Three quarters of respondents in the Pew Center’s survey of American Muslims said that there is a lot of discrimination against Muslims in the United States, while 68 percent said that President Donald Trump makes them feel worried.
A majority — 62 percent — said that their fellow Americans do not see Islam as part of mainstream U.S. society.
But while expressing concern about their place in society, the vast majority of Muslims — 92 percent — said they are proud to be American. Seventy percent expressed belief in the American dream, saying that most people can get ahead with hard work. A majority — 55 percent — said that Americans are generally “friendly” toward Muslims.
The survey found that American Muslims are more concerned about extremism in the name of Islam than the general public.
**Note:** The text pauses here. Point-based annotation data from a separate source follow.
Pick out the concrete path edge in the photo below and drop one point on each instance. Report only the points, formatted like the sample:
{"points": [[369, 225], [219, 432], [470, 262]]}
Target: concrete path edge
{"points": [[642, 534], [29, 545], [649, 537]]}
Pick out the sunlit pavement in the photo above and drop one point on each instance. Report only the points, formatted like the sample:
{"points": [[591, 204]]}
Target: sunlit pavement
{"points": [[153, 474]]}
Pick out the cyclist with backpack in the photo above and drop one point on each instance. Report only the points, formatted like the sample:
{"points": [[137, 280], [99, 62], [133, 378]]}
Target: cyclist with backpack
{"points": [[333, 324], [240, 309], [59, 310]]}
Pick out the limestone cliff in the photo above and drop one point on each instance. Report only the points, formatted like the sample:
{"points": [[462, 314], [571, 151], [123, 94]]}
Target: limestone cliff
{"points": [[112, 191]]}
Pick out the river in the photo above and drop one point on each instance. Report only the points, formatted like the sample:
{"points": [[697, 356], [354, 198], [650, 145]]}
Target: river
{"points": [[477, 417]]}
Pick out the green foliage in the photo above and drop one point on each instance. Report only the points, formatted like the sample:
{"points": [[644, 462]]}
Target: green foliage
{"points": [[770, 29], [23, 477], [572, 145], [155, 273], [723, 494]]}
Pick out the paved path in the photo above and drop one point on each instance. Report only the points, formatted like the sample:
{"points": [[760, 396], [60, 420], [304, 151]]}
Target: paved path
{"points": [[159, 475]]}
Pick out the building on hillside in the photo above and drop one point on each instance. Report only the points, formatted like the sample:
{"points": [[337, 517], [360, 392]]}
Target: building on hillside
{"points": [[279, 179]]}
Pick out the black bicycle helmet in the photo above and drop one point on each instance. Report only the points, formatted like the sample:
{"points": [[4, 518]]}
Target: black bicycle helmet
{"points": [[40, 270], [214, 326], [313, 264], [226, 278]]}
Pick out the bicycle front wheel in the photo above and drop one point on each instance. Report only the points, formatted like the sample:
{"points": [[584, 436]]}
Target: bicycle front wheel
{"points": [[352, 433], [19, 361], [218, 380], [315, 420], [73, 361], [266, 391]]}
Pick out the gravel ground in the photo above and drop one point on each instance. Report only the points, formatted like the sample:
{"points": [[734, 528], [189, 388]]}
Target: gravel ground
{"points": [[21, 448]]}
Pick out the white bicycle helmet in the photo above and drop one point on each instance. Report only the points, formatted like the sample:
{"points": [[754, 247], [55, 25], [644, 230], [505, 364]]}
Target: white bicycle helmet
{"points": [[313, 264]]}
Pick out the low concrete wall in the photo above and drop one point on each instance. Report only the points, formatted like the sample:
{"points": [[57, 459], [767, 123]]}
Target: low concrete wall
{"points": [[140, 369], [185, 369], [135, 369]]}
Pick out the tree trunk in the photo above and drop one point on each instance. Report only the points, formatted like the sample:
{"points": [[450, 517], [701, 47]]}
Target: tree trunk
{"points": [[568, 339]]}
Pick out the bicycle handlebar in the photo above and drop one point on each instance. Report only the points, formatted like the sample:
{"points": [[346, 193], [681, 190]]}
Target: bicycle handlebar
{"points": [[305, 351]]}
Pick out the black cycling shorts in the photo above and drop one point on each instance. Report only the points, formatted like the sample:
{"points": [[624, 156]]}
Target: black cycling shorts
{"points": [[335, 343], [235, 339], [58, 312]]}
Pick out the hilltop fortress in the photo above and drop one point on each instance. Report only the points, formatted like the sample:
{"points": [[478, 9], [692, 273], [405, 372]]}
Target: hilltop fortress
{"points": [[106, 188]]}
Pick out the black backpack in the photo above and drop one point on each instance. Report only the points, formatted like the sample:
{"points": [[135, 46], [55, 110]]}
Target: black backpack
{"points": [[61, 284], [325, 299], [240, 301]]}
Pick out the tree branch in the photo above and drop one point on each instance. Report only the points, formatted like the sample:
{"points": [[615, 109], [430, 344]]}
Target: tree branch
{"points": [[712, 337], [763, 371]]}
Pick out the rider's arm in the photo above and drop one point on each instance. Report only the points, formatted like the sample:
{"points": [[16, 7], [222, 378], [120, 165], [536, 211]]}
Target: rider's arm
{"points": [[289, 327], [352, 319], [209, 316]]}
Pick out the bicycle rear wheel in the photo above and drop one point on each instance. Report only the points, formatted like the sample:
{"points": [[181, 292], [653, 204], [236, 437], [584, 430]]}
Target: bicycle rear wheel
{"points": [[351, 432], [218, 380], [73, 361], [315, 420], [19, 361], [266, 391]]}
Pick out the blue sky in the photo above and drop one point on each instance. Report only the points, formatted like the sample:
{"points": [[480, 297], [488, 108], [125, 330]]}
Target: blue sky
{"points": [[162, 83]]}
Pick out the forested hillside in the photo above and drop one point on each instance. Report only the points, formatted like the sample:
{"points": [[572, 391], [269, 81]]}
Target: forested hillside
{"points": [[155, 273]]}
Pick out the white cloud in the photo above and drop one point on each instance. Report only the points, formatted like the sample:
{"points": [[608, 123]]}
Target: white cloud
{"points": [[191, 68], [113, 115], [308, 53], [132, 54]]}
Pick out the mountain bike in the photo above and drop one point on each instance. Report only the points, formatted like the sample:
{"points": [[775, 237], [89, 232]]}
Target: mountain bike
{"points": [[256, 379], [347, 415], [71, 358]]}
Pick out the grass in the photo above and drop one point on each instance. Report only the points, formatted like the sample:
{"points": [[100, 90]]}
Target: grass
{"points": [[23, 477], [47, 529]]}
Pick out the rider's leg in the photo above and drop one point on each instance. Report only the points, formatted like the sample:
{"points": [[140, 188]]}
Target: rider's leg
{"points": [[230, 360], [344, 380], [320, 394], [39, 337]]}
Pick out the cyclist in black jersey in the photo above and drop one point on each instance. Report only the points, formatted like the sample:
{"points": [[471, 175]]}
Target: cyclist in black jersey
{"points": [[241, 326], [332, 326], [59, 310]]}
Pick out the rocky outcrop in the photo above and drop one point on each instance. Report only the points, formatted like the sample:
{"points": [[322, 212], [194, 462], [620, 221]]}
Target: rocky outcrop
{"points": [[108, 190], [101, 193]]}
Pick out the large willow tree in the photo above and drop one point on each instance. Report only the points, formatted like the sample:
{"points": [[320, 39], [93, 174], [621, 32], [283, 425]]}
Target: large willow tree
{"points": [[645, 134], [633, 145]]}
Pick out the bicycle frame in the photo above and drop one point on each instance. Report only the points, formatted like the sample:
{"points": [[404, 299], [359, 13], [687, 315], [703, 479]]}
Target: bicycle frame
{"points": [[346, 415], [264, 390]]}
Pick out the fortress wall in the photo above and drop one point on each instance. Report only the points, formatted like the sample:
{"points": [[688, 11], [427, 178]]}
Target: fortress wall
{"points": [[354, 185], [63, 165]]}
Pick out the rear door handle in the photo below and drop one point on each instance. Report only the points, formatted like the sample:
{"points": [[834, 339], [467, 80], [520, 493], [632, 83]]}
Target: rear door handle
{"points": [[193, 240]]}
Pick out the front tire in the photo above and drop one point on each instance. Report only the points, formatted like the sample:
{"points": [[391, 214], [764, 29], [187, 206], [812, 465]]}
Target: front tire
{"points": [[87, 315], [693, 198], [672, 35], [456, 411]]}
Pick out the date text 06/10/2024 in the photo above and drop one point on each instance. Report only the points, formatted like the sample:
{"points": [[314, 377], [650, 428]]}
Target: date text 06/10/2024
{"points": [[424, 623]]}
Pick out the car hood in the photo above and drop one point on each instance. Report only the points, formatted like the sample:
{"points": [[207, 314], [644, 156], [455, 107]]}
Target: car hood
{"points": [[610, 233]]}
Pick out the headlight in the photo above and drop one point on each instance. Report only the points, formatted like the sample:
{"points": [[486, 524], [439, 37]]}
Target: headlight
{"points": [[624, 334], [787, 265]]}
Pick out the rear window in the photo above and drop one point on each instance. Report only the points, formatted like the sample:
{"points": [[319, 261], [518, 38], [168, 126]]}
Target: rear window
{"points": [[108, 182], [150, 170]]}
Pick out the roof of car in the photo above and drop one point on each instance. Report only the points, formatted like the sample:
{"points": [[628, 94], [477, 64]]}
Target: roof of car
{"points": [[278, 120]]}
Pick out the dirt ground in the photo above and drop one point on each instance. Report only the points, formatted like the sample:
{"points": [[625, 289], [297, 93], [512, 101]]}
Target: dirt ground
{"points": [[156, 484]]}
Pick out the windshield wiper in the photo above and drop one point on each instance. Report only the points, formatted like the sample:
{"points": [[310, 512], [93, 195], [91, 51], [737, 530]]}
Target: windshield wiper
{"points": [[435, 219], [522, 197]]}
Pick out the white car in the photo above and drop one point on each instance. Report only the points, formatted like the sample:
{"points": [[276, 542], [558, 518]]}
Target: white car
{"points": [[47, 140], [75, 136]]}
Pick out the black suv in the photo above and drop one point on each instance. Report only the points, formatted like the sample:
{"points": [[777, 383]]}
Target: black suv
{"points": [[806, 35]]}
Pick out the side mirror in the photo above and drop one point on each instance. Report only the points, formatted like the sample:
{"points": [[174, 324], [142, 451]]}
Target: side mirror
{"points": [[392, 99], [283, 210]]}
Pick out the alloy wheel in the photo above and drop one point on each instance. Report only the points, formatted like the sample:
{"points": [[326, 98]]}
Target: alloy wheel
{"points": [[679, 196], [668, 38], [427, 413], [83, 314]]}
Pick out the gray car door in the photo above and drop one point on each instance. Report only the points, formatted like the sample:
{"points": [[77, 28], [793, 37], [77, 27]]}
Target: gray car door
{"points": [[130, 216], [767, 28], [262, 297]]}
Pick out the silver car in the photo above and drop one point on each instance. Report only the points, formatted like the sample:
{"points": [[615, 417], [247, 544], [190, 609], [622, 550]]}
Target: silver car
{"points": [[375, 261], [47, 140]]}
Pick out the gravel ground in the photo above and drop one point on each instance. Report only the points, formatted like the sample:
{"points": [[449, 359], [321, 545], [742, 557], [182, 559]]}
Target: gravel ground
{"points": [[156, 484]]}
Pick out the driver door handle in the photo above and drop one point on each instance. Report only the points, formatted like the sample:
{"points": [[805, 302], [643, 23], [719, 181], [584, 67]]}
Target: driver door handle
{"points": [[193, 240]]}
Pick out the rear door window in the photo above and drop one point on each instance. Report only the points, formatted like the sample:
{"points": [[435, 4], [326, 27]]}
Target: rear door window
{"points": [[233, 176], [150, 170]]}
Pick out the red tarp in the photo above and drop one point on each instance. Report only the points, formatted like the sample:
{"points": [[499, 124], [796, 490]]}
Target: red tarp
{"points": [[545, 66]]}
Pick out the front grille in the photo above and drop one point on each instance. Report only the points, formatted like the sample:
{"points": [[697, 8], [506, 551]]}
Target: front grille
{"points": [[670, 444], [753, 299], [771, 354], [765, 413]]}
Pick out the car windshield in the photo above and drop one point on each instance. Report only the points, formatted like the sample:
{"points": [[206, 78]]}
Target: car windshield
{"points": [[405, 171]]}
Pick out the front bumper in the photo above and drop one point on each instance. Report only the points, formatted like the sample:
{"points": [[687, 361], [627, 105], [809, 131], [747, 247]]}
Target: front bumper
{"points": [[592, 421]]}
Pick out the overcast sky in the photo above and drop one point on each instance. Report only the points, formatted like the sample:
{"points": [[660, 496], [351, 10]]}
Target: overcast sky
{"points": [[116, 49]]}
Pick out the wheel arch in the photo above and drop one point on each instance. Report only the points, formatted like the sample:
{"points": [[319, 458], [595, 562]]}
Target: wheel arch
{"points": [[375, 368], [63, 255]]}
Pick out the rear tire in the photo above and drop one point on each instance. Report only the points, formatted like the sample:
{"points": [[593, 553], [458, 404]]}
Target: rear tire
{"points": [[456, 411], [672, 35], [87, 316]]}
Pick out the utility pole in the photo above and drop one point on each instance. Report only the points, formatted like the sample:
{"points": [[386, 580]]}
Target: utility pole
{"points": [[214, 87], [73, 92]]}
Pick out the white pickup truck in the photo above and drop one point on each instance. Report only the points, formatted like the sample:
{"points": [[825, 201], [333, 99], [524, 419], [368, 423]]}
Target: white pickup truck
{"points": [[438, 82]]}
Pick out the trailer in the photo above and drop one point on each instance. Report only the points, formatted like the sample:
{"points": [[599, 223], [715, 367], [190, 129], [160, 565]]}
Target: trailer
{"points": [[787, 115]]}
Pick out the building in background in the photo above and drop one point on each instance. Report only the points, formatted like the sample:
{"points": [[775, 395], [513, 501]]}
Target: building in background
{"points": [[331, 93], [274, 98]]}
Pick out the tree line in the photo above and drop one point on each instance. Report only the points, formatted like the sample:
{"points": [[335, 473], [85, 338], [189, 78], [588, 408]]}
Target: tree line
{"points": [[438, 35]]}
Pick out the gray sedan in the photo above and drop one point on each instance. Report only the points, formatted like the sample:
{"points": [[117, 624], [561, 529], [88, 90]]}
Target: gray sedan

Sixty-six percent of American Muslims said they are “very concerned” about extremism in name of Islam around the world, compared to 49 percent of the general public. Forty-nine percent of American Muslims said they are “very concerned” about extremism in name of Islam here in the United States, compared to 43 percent of the general public.
The majority of respondents — 73 percent — said there is little or no support for extremism among American Muslims, while 11 percent said there is either a “fair amount” of support, and 6 percent said there is a “great deal” of support for extremism within the American Muslim community.
Most Muslims identify as Democrats, with 66 percent saying that they are or lean Democratic, while just 13 percent said they are or lean Republican. Twenty percent described themselves as independent.
Most respondents — 60 percent — said the media covers Islam unfairly.
The Pew Research Center’s survey of U.S. Muslims, conducted Jan. 23 to May 2, on landlines and cellphones, was from a representative sample of 1,001 Muslim adults living in the United States.